Since the child did not pay the parents the fair market value of the residence, then the parents have made a gift to the child. Depending on the value of the gift, a gift tax return may be required.

Here’s an example of what we see many families doing:

the parents own a home that they paid $50,000 for, but it’s worth $200,000;

because of concerns about long-term care costs the put the home in the children’s names, this creates a reportable gift of $200,000;

when the children sell the property, and less assume that they sell it for the $200,000, then they will owe income tax on $150,000.

Of course more the property is worth at the time of its sale the greater the gain in the larger the tax bill will be.

If instead the parents had used a revocable trust to own the home then the residence would be passed on after death and the child would not owe any income tax so long as the property was sold for what it was worth as of the date of death ($200,000 sales price - $200,000 stepped up basis = $0 gain). This is true no matter what the property is worth at the time of the parents passing.

Basically, the parents have unknowingly created an income tax bill for their children by gifting property during their lifetimes instead of allowing the children to inherit the property after death.

We routinely do planning for our clients that solves both the long-term care problem and the avoidance of probate without creating the income tax problem that so many people encounter needlessly.

It doesn’t matter how old you are. If you don’t already have an estate plan, get it done. Start with a will, power of attorney, healthcare power of attorney, living will. To do the best job for yourself and your loved ones you may also need to do additional planning as it applies to your situation.

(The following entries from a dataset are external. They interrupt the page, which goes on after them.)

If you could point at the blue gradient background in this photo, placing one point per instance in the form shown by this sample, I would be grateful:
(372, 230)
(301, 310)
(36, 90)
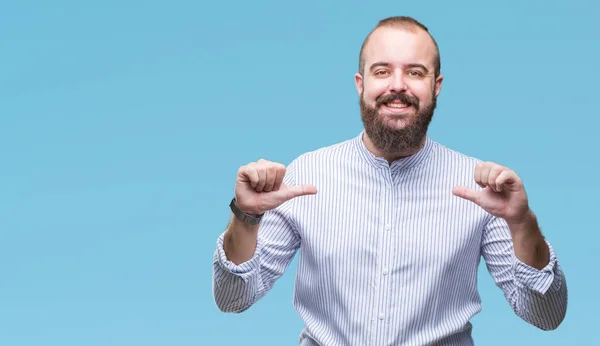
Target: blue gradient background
(122, 125)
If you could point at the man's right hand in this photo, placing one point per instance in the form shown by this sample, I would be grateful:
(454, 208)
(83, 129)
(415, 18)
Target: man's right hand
(259, 187)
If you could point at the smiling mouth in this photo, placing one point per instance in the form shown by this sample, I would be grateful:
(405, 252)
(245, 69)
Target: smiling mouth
(396, 105)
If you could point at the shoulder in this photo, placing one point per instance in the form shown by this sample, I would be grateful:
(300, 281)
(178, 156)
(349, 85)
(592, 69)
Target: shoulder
(328, 154)
(443, 155)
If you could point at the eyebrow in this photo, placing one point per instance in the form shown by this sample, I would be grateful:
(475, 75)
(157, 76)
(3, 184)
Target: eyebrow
(386, 64)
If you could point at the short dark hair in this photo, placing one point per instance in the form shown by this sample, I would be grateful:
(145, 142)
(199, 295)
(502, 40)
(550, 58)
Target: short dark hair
(403, 22)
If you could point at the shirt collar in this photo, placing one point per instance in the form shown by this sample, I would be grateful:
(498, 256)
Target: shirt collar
(397, 165)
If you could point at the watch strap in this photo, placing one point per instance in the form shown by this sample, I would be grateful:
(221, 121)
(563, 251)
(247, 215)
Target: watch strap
(247, 218)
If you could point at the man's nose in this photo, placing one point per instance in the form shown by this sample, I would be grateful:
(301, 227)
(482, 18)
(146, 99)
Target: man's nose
(397, 83)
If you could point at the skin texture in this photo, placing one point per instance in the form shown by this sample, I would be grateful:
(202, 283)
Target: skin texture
(399, 69)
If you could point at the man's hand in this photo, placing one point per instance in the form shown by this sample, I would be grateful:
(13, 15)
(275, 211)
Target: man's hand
(259, 187)
(503, 195)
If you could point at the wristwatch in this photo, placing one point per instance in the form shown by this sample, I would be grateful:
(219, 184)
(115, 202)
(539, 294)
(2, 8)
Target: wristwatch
(247, 218)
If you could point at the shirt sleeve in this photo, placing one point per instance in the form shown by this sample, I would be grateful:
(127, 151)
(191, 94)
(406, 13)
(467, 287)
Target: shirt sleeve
(237, 287)
(537, 296)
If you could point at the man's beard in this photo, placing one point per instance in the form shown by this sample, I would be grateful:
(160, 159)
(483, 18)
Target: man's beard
(394, 141)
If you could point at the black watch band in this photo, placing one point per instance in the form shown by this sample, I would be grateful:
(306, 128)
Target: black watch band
(247, 218)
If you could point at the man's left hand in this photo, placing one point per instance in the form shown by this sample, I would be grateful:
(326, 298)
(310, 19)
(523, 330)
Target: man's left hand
(503, 195)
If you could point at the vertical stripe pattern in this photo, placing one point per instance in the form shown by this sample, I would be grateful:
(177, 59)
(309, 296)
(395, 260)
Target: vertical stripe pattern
(387, 255)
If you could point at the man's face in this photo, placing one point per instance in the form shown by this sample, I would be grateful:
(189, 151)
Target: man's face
(398, 90)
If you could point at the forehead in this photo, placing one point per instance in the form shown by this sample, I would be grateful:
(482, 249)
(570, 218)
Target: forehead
(399, 46)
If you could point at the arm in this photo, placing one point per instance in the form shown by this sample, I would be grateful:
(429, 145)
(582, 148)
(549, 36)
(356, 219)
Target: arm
(250, 258)
(521, 261)
(537, 295)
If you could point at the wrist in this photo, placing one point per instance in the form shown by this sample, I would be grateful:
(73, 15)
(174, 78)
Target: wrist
(250, 218)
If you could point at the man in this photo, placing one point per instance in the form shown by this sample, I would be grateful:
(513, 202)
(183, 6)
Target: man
(390, 243)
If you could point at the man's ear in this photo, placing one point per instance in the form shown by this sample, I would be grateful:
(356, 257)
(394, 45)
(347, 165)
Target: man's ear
(438, 85)
(359, 81)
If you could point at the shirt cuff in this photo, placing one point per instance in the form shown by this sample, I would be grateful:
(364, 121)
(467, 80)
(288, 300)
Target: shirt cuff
(243, 270)
(540, 281)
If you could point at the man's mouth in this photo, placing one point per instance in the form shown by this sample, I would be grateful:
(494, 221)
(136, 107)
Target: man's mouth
(397, 105)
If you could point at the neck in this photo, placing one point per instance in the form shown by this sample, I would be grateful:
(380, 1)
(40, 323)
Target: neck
(391, 157)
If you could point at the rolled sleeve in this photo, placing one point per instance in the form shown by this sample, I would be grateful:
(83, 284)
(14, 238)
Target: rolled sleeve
(539, 280)
(243, 270)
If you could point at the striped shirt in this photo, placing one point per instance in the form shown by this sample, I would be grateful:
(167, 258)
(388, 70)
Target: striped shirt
(387, 254)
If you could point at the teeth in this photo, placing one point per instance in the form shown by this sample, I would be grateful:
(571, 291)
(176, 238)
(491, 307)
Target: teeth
(396, 105)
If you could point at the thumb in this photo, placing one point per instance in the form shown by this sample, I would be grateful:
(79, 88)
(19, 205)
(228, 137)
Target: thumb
(466, 193)
(299, 190)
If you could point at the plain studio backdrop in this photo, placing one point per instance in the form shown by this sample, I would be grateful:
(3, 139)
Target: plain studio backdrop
(122, 126)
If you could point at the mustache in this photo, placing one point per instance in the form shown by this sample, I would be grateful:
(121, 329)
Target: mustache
(406, 99)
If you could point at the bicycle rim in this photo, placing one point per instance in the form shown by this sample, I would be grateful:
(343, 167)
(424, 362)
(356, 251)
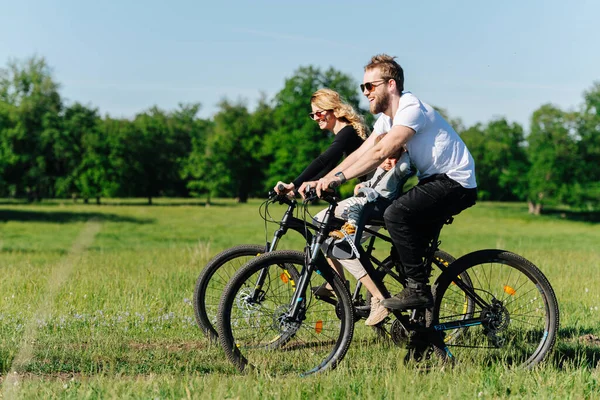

Make tax-free gifts. Under current federal law, you can give up to $14,000 to as many people as you wish each year without a requirement to file a gift tax return. (But keep in mind that the Medicaid laws don’t care about this federal income tax rule.) Making these annual exclusion gifts is a great way to reduce the size of your estate (and potentially save estate taxes) over time. Charitable gifts are unlimited. So are gifts for tuition and medical expenses, if you give directly to the institution.

Review/update beneficiary designations. This is especially important if your beneficiary has died, is a minor or if you are divorced.

Review/update your insurance. Check the amount of your life insurance coverage and make sure it meets your family’s current needs.

Consider getting one of the several forms of long-term care insurance to help pay for the costs of long-term care (and preserve your assets for your spouse and children) in the event you and/or your spouse should need it due to illness or injury.

At the minimum, everyone over the age of 18 needs:

  • A Power of Attorney for Heath Care, which gives another person legal authority to make health care decisions for you if you are unable to make them for yourself.
  • A living will for end of live decisions when you are terminal or in a persistent vegetative state (think Terri Schiavo’s situation) because you are unable to make them for yourself.
  • HIPPA Authorizations, which give written consent for doctors to discuss your medical situation with others, including family members. In addition, a Revocable Living Trust is preferable over a Will at incapacity because it can prevent the court from controlling your assets.
  • Review/update guardian for minor kids. It is quite likely that the person you name as guardian for your children when they are small will not be the best choice as they get older. If you haven’t named a guardian who is able and willing to serve and something happens to you, the court will decide who will raise your kids.

It is so important to work with a firm that has a proven system of keeping an estate plan up to date with all of the changes in the law, the client’s finances and health, as well as changes in the health and finances of family members.

Most importantly, the real reasons to do estate planning are to take care of ourselves and our families the way that we want to.